# the over priced "Alabama Rig"



## fishmaster11 (Feb 21, 2012)

iv herd allot of talk about this alabama rig and once i looked it up its such a simple idea and very easy to make but yet they go for anywhere between $12 up to $35 bucks so i took it as a little project to see if i could make them and well it turned out pretty good i made six of them and it coast me $3 i went to to home depot and got two 25ft coils of steel wire and went to work i only ended up needing one coil so you could make your on for $1.98 here are a couple pics of the ones i made since i live in TN and TWRA put a 3 leg limit on the rig i could only make ones with 3 legs but you get the idea


----------



## Jdholmes (Feb 21, 2012)

How'd you make the top man?


----------



## fishmaster11 (Feb 21, 2012)

i took a bullet sinker i had and drilled it out just a little so i could fit the wire trough it not sure of the size it was just one of the bigger ones i had it was kinda a test run but it turned out pretty good so i made a few of them once i have a little more time to run to basspro im gonna come up with a "parts list" and maybe a video on how i made them


----------



## Jdholmes (Feb 21, 2012)

That'd be awesome!


----------



## Leelatt (Feb 22, 2012)

what size wire did you use, it looks pretty thick, do you think thinner wire would work just as well? I was thinking about how to make one, and you went the same way I would have by using a bullet sinker and drilling it out. How did you get all 3 arms onto just 1 ring? I was thinking about running the arms into a terminal ring and then crimping them down and soldering the bullet sinker to the crimped area of the ring terminal but that would require a rather large bullet sinker.


----------



## fishmaster11 (Feb 22, 2012)

well i used two of the ones i made today and went down to stones river just outside nashville just to try them out. didnt think i would catch much but little did i know before i moved here a few years ago they stocked it with rainbow, so after catching one on just a roster tail i figured why not so put 3 on my alabama rig and it was awesome lol. i brought one in every few cast, considering i had only fished there once before not sure if its always that good or all the hype to the "Alabama rig" is for real either way i like it as far as how i got down to one eye not sure if i could put it into words lol ill post some pics on how i did it


----------



## fishmaster11 (Feb 22, 2012)

i used 16g wire but i think most are 18 maybe 20 but they use spring steel and home depot didnt have any so i got a little thicker the 18g seamed a little weak im going to make some out of spring steel i found a place today i can get some still cheaper than buying a rig 55ft and its only $11 and can make 10 or more out of that much but not sure how soon that will be im gonna try making an acrylic head to hope i can get them up soon


----------



## Jim (Feb 22, 2012)

nice job man! :beer:


----------



## fishmaster11 (Feb 23, 2012)

ok so here are some pics on how i made them


----------



## fishmaster11 (Feb 23, 2012)

tried to take enough pics to show how i went about it


----------



## fishmaster11 (Feb 23, 2012)

hope these pics help i know its not much to go off of but i think it shows the basic on how to do it for anyone who wants to try im sure there are hundreds of ways it can be done if anyone try and does something diff. let me know im always up for improving an idea


----------



## Jim (Feb 23, 2012)

Thanks for taking the time to show us! :beer:

I did read that some people are weighing down one of the arms for a consistent pattern in the water. Does that make sense to you guys?

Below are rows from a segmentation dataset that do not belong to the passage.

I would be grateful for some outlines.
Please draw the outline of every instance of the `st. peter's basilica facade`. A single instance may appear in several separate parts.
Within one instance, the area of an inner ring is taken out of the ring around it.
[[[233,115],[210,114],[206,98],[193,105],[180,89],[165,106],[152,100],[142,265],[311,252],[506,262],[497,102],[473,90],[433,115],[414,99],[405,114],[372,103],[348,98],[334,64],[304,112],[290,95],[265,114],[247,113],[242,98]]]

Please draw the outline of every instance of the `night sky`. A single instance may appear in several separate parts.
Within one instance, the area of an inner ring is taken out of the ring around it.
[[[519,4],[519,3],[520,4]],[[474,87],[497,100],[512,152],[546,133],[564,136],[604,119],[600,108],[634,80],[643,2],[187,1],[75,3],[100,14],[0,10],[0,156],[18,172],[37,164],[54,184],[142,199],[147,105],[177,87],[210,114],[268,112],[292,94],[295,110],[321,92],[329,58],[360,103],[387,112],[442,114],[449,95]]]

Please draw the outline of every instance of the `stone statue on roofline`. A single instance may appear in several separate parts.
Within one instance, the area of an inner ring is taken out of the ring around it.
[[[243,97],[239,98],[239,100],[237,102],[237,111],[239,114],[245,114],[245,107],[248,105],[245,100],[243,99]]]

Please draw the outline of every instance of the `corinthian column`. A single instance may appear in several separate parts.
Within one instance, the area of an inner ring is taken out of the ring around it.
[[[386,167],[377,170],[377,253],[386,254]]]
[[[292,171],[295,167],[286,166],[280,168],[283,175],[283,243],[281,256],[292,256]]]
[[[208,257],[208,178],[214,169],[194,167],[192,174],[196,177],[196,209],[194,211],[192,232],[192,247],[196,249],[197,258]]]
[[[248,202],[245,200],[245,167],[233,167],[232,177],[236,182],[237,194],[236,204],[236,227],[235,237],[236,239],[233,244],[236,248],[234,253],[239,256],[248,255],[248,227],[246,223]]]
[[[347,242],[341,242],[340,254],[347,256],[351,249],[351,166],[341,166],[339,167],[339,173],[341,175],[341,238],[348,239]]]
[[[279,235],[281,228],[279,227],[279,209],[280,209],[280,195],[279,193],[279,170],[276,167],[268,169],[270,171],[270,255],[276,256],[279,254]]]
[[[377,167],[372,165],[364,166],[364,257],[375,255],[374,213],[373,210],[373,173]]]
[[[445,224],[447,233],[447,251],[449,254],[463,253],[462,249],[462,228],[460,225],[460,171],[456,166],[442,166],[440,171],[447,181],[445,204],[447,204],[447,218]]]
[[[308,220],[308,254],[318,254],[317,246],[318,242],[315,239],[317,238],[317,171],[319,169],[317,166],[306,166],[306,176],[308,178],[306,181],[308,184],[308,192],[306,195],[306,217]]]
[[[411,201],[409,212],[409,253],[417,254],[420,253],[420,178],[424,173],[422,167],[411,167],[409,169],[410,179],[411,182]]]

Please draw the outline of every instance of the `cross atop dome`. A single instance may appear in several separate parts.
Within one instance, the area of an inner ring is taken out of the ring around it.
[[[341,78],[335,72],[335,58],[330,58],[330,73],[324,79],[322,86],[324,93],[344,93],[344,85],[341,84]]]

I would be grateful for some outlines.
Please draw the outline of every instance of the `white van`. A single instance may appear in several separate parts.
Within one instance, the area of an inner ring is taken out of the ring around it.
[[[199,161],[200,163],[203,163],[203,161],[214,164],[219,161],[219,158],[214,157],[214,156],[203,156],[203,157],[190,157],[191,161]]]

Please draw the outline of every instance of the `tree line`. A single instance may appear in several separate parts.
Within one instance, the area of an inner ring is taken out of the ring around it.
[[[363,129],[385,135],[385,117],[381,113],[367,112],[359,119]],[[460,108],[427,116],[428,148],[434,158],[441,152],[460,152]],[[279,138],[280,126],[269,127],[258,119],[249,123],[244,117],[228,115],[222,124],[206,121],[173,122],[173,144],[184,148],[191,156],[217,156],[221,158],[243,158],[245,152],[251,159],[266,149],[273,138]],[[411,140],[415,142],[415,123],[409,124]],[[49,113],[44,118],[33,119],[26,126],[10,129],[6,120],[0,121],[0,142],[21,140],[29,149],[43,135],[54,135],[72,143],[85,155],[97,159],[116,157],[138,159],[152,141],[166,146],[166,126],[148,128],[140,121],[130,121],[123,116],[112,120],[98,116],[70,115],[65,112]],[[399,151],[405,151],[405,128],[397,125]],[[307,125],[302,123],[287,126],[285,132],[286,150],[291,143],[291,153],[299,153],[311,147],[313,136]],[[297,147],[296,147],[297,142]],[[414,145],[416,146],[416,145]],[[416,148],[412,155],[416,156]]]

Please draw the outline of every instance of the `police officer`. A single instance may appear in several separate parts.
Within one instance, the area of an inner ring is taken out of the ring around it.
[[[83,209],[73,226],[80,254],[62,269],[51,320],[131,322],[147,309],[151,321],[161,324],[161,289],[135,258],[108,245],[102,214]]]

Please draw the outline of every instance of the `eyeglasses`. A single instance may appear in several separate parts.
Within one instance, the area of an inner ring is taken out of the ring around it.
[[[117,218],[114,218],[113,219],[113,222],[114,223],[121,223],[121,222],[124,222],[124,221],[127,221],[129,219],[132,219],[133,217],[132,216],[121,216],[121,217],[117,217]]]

So they put a little lead type weight on one of the arms and then when they throw the rig it in the water that arm is always at the bottom on the retrieve. Am I describing this clearly? :lol:


----------



## Proyotehunter (Mar 14, 2012)

I designed that years ago when I was about 9 and CA would not allow me to use or market it since we coud not use more than one hook. I kick my self in the arse when I see this since I actually had the idea long before.


----------



## bAcKpAiN (Mar 14, 2012)

This rig is honestly nothing new, it has been used for eons trolling for stripers. It has just made the spotlight by one dude thrashing a bass tournament with a catchy name to it. 


I bet you could buy them for $3/ea in bait shops everywhere a week before Elias won the FLW tournament with one.


----------



## fender66 (Mar 14, 2012)

That's a great job! Awesome thread.


----------



## Galveston340 (Mar 15, 2012)

*....good post! My younger Brother made one out of an old wind chime that he was going to trash! If you guys are going to make one for use in Salt Water be sure and use something like stainless strand or bailing wire so it will hold up.*


----------